Shaw, by her Litigation Guardian the Public Guardian and Trustee v. Barber, Executor of the Estate of Barber et al.
[Indexed as: Shaw (Litigation Guardian of) v. Barber Estate]
Ontario Reports Ontario Superior Court of Justice, McNamara R.S.J. April 6, 2017 137 O.R. (3d) 431 | 2017 ONSC 2155
Case Summary
Limitations — Persons under disability — Six-month limitation period for claims for support under Succession Law Reform Act not starting to run when Office of the Public Guardian and Trustee became mentally incapable applicant's statutory guardian of property — Succession Law Reform Act, R.S.O. 1990, c. S.26.
Wills and estates — Dependants' relief — Six-month limitation period for claims for support under Succession Law Reform Act not starting to run when Office of the Public Guardian and Trustee became mentally incapable applicant's statutory guardian of property — Succession Law Reform Act, R.S.O. 1990, c. S.26.
At the time of his death in August 2014, B was living with the applicant. They were not married. By the terms of his will, B appointed his son as executor of his estate and named him as the sole beneficiary. In February 2015, a capacity assessment was conducted on the applicant and the assessor found her to be incapable of managing property. The certificate of incapacity was forwarded to the Office of the Public Guardian and Trustee ("OPGT") shortly afterward. When the OPGT received a copy of the certificate, it became the applicant's guardian of property under s. 16(5) of the Substitute Decisions Act, 1992, S.O. 1992, c. 30. The OPGT conducted an investigation and in August 2016 as the applicant's litigation guardian brought an application against B's executor for support under the Succession Law Reform Act. The respondent brought a motion for a ruling on whether the application was statute-barred as it was not brought within the six-month limitation period in the Succession Law Reform Act.
Held, the motion should be dismissed.
Under s. 7(1) of the Limitations Act, 2002, S.O. 2002, c. 24, Sch. B, the limitation period did not run while the applicant was incapable of commencing a proceeding because of a mental condition and was not represented by a litigation guardian in relation to the claim. The OPGT did not become the applicant's litigation guardian when it became her statutory guardian of property and the six-month limitation period did not start to run at that point. Under rule 7.02(1.1) of the Rules of Civil Procedure, R.R.O. 1990, Reg. 194, where a mentally incompetent plaintiff or applicant has a guardian with authority to act as litigation guardian in the proceeding, the guardian shall act as litigation guardian. However, rule 7.02(1.1) does not dictate when that authority is to be exercised. That occurs once the guardian of property has determined that there is a basis for exercising their authority as litigation guardian. The OPGT could only make that determination in this case after it had investigated the matter.
Statutes referred to
- Limitations Act, 2002, S.O. 2002, c. 24, Sch. B, ss. 7(1), 9(2), 19(1) [as am.]

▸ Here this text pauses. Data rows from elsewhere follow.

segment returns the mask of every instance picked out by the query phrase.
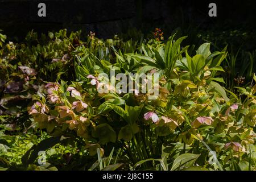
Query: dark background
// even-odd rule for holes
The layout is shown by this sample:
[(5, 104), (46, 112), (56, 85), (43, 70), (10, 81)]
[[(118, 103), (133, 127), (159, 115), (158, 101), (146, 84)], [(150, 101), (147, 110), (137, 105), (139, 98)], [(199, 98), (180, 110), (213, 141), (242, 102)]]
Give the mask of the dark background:
[[(38, 16), (38, 5), (46, 4), (46, 17)], [(208, 16), (214, 2), (217, 16)], [(201, 30), (240, 28), (254, 31), (256, 1), (207, 0), (0, 0), (0, 29), (9, 37), (23, 38), (28, 31), (39, 32), (67, 28), (92, 31), (102, 38), (136, 27), (143, 32), (155, 27), (166, 34), (177, 27)], [(167, 31), (168, 30), (168, 31)]]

- Substitute Decisions Act, 1992, S.O. 1992, c. 30, ss. 16 [as am.], (5) [as am.], 31(1)
- Succession Law Reform Act, R.S.O. 1990, c. S.26, ss. 58(1), 61(1)
Rules and regulations referred to
- Rules of Civil Procedure, R.R.O. 1990, Reg. 194, rules 7.01(1), 7.02(1), (1.1)(a)
MOTION for a ruling on whether the application was statute-barred.
Counsel: Russel A. Molot, for applicant. Mary Fraser, for respondent/cross-applicant.
MCNAMARA R.S.J.: —
Overview
[1] Lois Shaw, by her litigation guardian, the Public Guardian and Trustee, has brought an application pursuant to the Succession Law Reform Act, R.S.O. 1990, c. S.26 against Frank Barber, executor of the estate of Frank Cyril Barber and Frank Barber personally. In the context of that application, the applicant and respondent seek a ruling from this court on whether the application is statute-barred.
Background Facts Relevant to the Issue
[2] The late Frank Cyril Barber died in August of 2014. At that time, he was residing with the applicant Lois Shaw. They were not married.
[3] On or about January 16, 2014, a lawyer had taken instructions from the late Mr. Barber to prepare a will. It was executed on January 24, 2014. By the terms of that will, the deceased appointed his son Frank Barber as executor and trustee and named him as the sole beneficiary of his estate.
[4] As indicated, the deceased passed away in August of 2014. His son applied for a certificate of appointment of estate trustee with a will which was granted on February 5, 2015.
[5] On February 16, 2015, at the request of the deceased's sister-in-law, a capacity assessment was conducted on Lois Shaw pursuant to s. 16 of the Substitute Decisions Act, 1992, S.O. 1992, c. 30. The assessor, Dr. Tellier, found she was incapable of managing property. She was found to be suffering from "longstanding cognitive limitations secondary to a developmental condition/delay".
[6] A copy of that report was sent to the Office of the Public Guardian and Trustee ("OPGT") on or about February 25, 2015. The OPGT commenced an investigation subsequent to the receipt of the assessor's report.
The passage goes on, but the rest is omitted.